The Configuration Complexity Clock (2012)

lmm · on July 9, 2019

Good analysis but too timid in its conclusions.

At every level of complexity, hard-coding a solution is the least evil option. Your codebase is a living expression of your business rules, and it's already using the best format you have for expressing your business domain logic (if this isn't true, use a better language). When the business rules change, the codebase should change. You already need to be able to deploy code changes quickly (e.g. to fix code bugs), so having to do a release/deploy to make a change to your business logic should not be a scary proposition; if it is, improve your release process.

Hard-code everything.

cle · on July 9, 2019

There is a tension between delivery speed and operational safety. The faster you deploy new service code, the faster you can take down your service because of a bug that slipped past your automated tests. This is why one-box deployments and traffic shifting and feature flags exist (which are increasingly config-driven).

And if you have multiple instances of your service running (e.g. regional endpoints), and you care about availability, then you'll be deploying sequentially to each endpoint and watching for anomalies before moving to the next endpoint.

There is still immense value in dynamic config in these scenarios.

lmm · on July 9, 2019

> There is a tension between delivery speed and operational safety. The faster you deploy new service code, the faster you can take down your service because of a bug that slipped past your automated tests.

100% agreed - but people miss that this applies just as much to deploying a "config change" as it does to a code change. Particularly if you're talking about feature flags, a config change and a code change are effectively equivalent - so you should apply the same standard to both. (What that standard should be is still a tradeoff)
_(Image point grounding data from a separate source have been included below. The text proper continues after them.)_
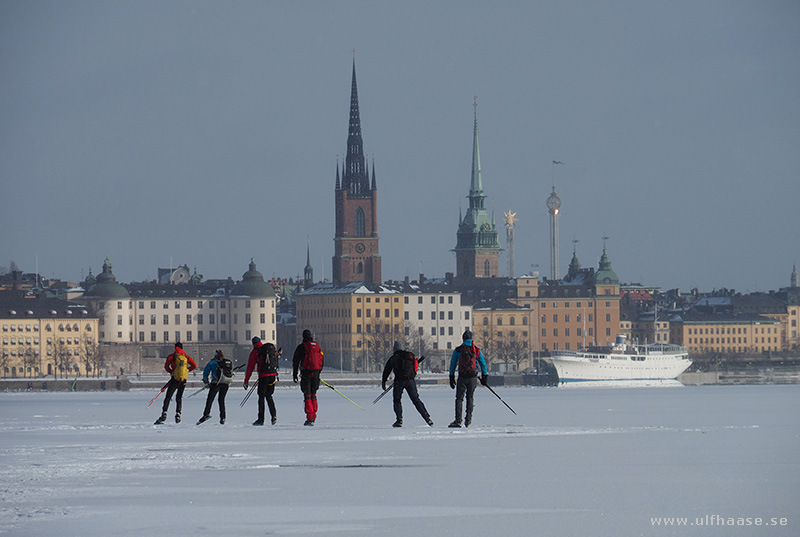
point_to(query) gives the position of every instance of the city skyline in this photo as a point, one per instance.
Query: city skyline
(192, 134)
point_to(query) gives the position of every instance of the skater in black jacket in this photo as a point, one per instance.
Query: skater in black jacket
(405, 366)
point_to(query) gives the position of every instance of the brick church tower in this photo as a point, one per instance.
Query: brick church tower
(356, 257)
(477, 250)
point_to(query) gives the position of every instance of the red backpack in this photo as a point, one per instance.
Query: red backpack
(313, 358)
(467, 360)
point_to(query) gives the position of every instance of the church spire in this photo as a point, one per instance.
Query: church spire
(355, 178)
(308, 271)
(476, 185)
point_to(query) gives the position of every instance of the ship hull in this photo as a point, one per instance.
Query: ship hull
(579, 367)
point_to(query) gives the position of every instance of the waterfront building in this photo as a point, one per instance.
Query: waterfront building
(42, 336)
(354, 324)
(144, 320)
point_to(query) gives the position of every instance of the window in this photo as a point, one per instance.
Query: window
(361, 227)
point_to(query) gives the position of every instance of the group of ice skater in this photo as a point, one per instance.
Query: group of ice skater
(307, 363)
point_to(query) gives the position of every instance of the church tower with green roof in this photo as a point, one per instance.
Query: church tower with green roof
(477, 250)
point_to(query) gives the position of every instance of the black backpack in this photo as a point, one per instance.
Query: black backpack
(405, 365)
(468, 361)
(225, 367)
(267, 359)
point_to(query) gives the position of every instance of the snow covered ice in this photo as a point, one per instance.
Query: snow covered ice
(573, 461)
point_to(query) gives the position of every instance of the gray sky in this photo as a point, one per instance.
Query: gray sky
(208, 133)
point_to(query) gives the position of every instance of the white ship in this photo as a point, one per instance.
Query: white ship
(621, 361)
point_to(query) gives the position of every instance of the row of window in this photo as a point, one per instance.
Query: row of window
(734, 341)
(433, 299)
(734, 330)
(209, 304)
(48, 327)
(578, 318)
(512, 321)
(589, 304)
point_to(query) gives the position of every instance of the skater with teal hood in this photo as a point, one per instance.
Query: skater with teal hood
(470, 362)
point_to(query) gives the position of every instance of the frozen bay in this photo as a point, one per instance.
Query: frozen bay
(573, 461)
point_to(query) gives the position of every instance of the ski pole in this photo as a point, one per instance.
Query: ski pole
(249, 393)
(392, 386)
(501, 399)
(387, 390)
(340, 393)
(159, 393)
(198, 391)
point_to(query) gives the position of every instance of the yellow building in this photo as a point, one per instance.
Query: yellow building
(355, 326)
(47, 336)
(727, 333)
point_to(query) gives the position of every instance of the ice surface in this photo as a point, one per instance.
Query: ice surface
(578, 461)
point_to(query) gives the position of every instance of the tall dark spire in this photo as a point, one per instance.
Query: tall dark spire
(356, 176)
(308, 271)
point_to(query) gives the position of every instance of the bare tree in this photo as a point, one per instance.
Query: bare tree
(62, 361)
(5, 361)
(29, 359)
(92, 356)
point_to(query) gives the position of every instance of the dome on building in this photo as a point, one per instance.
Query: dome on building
(106, 285)
(253, 284)
(606, 275)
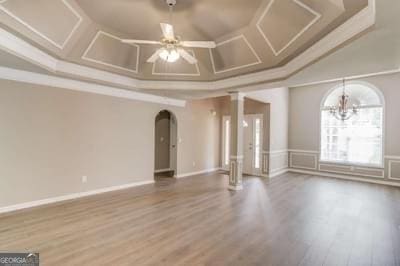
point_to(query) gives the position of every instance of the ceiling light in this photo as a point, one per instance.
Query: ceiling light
(169, 55)
(342, 111)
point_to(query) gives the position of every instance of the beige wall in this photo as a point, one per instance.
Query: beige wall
(278, 100)
(250, 107)
(304, 116)
(162, 140)
(51, 137)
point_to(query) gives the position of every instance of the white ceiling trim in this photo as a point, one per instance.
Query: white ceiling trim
(352, 27)
(238, 67)
(301, 32)
(61, 46)
(52, 81)
(154, 72)
(85, 54)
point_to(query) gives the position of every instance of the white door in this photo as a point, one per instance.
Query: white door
(252, 143)
(248, 139)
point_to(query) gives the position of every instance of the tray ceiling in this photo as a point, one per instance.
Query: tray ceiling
(251, 36)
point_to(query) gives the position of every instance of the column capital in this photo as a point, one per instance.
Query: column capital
(237, 96)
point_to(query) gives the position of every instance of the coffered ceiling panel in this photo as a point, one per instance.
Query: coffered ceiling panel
(179, 68)
(54, 21)
(108, 50)
(284, 21)
(233, 54)
(251, 35)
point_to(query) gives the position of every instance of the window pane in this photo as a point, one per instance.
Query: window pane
(357, 140)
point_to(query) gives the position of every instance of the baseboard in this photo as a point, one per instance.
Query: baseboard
(346, 177)
(162, 170)
(205, 171)
(47, 201)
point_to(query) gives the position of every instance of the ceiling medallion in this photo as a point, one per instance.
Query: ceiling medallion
(172, 47)
(342, 111)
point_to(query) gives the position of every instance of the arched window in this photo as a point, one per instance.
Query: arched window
(358, 140)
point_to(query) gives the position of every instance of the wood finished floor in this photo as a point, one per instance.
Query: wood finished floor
(290, 220)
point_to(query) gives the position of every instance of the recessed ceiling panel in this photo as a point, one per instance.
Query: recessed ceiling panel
(284, 21)
(233, 54)
(53, 20)
(108, 50)
(179, 68)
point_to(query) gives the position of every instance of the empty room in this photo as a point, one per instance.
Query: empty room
(200, 132)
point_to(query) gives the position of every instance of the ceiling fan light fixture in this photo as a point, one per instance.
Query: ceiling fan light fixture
(170, 56)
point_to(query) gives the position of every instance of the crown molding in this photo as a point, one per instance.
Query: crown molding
(352, 27)
(86, 57)
(60, 46)
(241, 36)
(58, 82)
(276, 52)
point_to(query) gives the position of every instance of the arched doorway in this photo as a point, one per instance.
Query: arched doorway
(166, 132)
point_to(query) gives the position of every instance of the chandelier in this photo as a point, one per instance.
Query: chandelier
(342, 111)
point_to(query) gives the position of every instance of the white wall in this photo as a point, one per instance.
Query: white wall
(51, 137)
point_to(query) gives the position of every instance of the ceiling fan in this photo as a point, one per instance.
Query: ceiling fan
(172, 47)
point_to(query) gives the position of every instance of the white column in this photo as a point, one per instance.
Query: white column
(236, 145)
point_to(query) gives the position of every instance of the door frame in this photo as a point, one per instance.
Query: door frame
(224, 166)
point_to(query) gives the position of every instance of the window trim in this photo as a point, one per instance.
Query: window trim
(323, 108)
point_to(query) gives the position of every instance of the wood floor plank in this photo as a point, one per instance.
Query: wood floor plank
(293, 219)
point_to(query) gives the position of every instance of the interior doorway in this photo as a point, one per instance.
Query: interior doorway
(252, 143)
(166, 132)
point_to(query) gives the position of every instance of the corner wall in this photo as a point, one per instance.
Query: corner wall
(304, 131)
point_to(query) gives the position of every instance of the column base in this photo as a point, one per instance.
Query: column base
(235, 188)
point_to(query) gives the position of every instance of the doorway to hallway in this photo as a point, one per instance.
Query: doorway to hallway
(252, 143)
(166, 128)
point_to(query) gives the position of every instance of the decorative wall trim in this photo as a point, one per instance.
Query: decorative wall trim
(238, 67)
(237, 96)
(304, 151)
(301, 32)
(53, 81)
(42, 35)
(153, 71)
(355, 25)
(100, 32)
(392, 157)
(278, 173)
(291, 165)
(162, 170)
(390, 162)
(205, 171)
(316, 173)
(78, 195)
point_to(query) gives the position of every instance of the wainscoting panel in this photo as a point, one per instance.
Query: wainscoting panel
(394, 169)
(352, 170)
(303, 160)
(278, 161)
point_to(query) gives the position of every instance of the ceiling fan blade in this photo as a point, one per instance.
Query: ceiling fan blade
(188, 57)
(154, 57)
(168, 30)
(140, 41)
(199, 44)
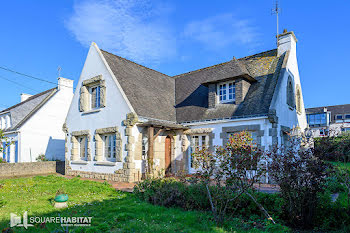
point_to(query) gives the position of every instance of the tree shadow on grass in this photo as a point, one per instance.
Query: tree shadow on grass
(121, 214)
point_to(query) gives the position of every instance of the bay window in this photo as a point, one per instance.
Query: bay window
(227, 92)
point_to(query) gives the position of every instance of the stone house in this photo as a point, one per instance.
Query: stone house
(126, 118)
(329, 120)
(34, 126)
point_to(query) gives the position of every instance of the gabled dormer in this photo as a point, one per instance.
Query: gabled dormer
(229, 85)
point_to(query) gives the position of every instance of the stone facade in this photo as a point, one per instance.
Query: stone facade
(10, 170)
(254, 128)
(75, 144)
(84, 101)
(129, 165)
(212, 100)
(242, 87)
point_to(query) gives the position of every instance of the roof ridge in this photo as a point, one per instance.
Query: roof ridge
(136, 63)
(268, 51)
(27, 100)
(329, 106)
(223, 63)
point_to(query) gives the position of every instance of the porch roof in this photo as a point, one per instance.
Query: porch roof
(162, 124)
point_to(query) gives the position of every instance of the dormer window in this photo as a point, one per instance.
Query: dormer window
(95, 93)
(227, 92)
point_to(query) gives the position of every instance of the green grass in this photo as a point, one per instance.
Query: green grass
(111, 211)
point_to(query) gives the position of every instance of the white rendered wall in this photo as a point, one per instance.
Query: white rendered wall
(42, 133)
(112, 115)
(286, 116)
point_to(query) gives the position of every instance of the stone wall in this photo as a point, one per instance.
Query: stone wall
(9, 170)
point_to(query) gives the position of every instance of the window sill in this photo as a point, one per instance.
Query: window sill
(105, 163)
(82, 162)
(92, 111)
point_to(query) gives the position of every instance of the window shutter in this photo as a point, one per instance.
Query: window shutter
(106, 146)
(93, 97)
(84, 99)
(82, 147)
(102, 96)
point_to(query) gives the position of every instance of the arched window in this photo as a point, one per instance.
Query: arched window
(290, 93)
(298, 99)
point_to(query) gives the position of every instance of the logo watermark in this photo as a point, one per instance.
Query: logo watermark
(16, 220)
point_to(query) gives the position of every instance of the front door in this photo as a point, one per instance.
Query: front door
(167, 155)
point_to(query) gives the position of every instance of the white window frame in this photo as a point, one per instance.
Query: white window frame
(194, 147)
(98, 97)
(226, 97)
(79, 147)
(111, 154)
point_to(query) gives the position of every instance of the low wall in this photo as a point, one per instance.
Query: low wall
(8, 170)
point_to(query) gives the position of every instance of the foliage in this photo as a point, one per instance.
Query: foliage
(333, 147)
(301, 177)
(232, 169)
(170, 192)
(41, 158)
(111, 211)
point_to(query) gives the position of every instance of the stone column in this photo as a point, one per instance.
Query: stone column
(129, 165)
(74, 150)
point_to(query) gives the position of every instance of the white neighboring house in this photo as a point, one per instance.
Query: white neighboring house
(124, 114)
(34, 126)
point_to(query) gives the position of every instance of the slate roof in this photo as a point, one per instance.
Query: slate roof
(192, 95)
(334, 109)
(22, 111)
(184, 97)
(150, 92)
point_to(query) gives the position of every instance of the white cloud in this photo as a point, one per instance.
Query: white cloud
(221, 31)
(134, 29)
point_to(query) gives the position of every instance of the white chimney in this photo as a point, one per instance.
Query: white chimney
(25, 96)
(286, 41)
(64, 83)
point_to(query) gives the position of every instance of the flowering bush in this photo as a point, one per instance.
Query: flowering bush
(301, 177)
(232, 169)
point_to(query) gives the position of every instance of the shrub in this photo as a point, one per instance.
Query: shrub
(301, 177)
(41, 157)
(333, 148)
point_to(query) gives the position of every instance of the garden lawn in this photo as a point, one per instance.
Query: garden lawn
(111, 211)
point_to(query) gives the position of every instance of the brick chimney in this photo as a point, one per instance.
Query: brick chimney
(286, 41)
(64, 83)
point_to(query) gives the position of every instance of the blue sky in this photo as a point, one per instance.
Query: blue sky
(173, 37)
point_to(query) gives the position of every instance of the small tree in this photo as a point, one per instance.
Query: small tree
(300, 176)
(229, 172)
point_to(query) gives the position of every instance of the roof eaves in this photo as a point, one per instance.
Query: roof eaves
(47, 98)
(27, 100)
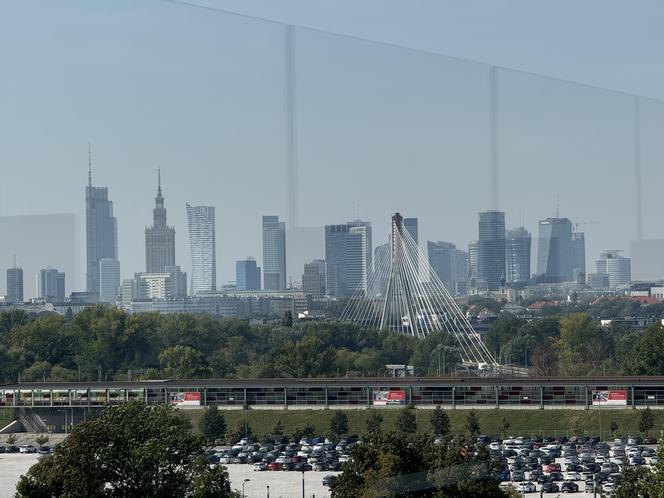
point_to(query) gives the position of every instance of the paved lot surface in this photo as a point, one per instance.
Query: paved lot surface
(282, 484)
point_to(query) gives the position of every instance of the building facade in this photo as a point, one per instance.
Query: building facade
(274, 253)
(617, 267)
(346, 248)
(247, 275)
(51, 284)
(15, 285)
(554, 250)
(109, 280)
(159, 238)
(202, 241)
(517, 255)
(491, 250)
(101, 232)
(313, 278)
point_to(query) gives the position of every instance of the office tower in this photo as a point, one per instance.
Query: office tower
(461, 272)
(554, 250)
(491, 250)
(101, 231)
(159, 238)
(368, 241)
(178, 281)
(517, 255)
(313, 279)
(203, 248)
(274, 253)
(617, 267)
(247, 275)
(51, 284)
(442, 259)
(578, 257)
(15, 284)
(25, 235)
(381, 265)
(346, 258)
(473, 251)
(109, 280)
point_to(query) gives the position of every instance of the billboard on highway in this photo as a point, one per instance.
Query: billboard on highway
(616, 397)
(392, 397)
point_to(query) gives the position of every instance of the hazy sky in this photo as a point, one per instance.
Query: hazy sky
(379, 129)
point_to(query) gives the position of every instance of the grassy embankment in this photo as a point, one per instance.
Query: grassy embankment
(522, 422)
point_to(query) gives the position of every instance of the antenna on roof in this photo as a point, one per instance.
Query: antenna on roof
(89, 164)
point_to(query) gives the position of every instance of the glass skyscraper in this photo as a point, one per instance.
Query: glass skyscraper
(101, 232)
(203, 248)
(555, 253)
(274, 253)
(517, 255)
(247, 275)
(159, 238)
(491, 250)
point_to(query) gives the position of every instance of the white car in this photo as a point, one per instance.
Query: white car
(526, 487)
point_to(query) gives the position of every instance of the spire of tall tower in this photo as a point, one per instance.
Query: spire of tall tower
(89, 164)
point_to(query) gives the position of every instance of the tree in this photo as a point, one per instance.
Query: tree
(278, 429)
(613, 427)
(288, 318)
(646, 420)
(131, 450)
(41, 440)
(339, 424)
(394, 464)
(374, 420)
(406, 421)
(440, 422)
(213, 424)
(472, 424)
(504, 426)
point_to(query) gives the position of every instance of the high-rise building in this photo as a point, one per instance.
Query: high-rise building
(491, 250)
(51, 284)
(247, 275)
(473, 252)
(313, 279)
(15, 285)
(101, 230)
(617, 267)
(381, 265)
(346, 257)
(517, 255)
(461, 272)
(203, 248)
(578, 256)
(274, 253)
(554, 250)
(109, 280)
(442, 259)
(159, 238)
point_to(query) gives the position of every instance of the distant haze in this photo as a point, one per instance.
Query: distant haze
(378, 129)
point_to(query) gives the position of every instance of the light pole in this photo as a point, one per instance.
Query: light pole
(65, 412)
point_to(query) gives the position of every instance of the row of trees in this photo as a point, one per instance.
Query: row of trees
(576, 345)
> This is why one-box deployments and traffic shifting and feature flags exist (which are increasingly config-driven).

> And if you have multiple instances of your service running (e.g. regional endpoints), and you care about availability, then you'll be deploying sequentially to each endpoint and watching for anomalies before moving to the next endpoint.

I would agree that feature flags are config-like - and view them as the same antipattern. Traffic shifting and sequential deployment are great ideas, but they work great when deploying a code change. Make the change, gradually deploy the new version, roll back if needed. What does dynamic config gain you in that scenario? Only more possibilities to make mistakes, IME (e.g. the new version looked great on the "canary" node, but actually that instance had a different config from the other nodes).

HelloNurse · on July 9, 2019

Not all software is "your service" that you can "take down" to install changes; there are cases in which there are multiple deployments with essentially independent and different configuration data that cannot be part of program code.

A popular example: the Git client, which stores layered configuration files for repositories, users and installations including, for instance, local file names (such as diff tools) and user identities.

Git also serves as an example of how the line between configuration files and data can be blurred: it's customary to put in Git repositories .gitignore and other similar additional configuration files because it's useful and the software only cares about their presence, not their management.

hinkley · on July 9, 2019

The best thing you can do here is that if you use "8080" in a bunch of places in your code, replace all the ones that mean the same thing with a constant (eg, what port I'm running on), and the ones that mean something else (eg, what port the auth token engine is running on) with a different constant. Better still, use the URL library from your ecosystem to do this, and pester your 3rd party library authors to stop parting out URLs. If I had a dollar for every URL interpolation bug I've had to fix...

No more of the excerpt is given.